Ten poradnik jest pełny przydatnych informacji na temat naszej anatomii, przyczyn i przebiegu procesu starzenia się, a także cennych rad, jak go opóźnić. Czy wiedzieliście, że na wygląd twarzy wpływa także postawa naszego ciała czy sposób chodzenia? Problemy z kręgosłupem, niewłaściwie dobrane obuwie czy błędy popełnione podczas organizowania miejsca pracy leżą u podstaw negatywnych zmian naszego wyglądu. Okazuje się, że całe nasze ciało „pracuje” na to, czy twarz będzie wyglądała młodziej czy starzej niż wskazuje nasza metryka…

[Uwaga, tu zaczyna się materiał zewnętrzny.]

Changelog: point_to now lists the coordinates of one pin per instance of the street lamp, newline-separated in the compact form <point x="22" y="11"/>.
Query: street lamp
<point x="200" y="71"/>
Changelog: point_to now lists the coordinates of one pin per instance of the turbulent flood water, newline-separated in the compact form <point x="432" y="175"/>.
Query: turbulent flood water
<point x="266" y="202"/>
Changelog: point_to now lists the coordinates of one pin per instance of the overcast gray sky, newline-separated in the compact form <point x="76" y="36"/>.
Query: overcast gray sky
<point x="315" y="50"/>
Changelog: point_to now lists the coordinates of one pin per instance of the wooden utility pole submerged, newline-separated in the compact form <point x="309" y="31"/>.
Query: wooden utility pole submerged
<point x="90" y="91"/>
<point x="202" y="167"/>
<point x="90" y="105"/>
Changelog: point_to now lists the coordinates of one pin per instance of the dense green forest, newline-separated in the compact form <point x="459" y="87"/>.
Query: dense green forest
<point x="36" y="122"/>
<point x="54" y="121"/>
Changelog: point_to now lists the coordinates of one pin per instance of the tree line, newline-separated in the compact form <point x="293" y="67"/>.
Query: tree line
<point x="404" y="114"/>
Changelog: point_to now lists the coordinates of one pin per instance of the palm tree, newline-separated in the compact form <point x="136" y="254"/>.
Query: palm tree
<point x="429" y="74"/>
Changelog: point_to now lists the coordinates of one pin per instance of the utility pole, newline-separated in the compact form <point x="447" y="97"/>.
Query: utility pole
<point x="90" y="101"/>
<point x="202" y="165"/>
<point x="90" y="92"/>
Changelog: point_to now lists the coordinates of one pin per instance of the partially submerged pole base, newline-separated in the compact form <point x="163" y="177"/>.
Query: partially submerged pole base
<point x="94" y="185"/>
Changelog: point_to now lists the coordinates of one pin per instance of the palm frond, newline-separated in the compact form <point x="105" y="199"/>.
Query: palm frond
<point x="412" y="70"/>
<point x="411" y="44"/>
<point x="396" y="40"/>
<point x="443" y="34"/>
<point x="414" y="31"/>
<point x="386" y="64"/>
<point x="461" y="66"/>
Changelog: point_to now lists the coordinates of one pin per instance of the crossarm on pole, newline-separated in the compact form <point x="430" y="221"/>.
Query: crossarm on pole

Autorka czerpie ze swych doświadczeń w modelingu, podpowiadając, jak pracować nad swoim uśmiechem, jak skorygować postawę czy wyrobić dobre nawyki. Podpowiada, że warto zadbać o uzębienie, ćwiczyć na co dzień i unikać zabiegów medycyny estetycznej, które niosą ze sobą ryzyko powikłań i często polegają na celowym uszkadzaniu skóry, by wymóc na niej wzmożoną regenerację. Zamiast nich proponuje automasaże i ćwiczenia, które pomogą spłycić już powstałe zmarszczki i zapobiegną powstawaniu kolejnych. Okazuje się też, że poziom kolagenu w organizmie można podnieść we własnym zakresie, bez łykania drogich . Małe zmiany w codziennym funkcjonowaniu i regularna gimnastyka twarzy również mogą przynieść spektakularne efekty – warto poznać triki, które pozwolą zatrzymać młodość na dłużej a przy okazji przyniosą nam relaks i bezcenne poczucie sprawczości. Promienna i zdrowa cera to przecież nasza ozdoba – więc polecam Wam gorąco tę książkę!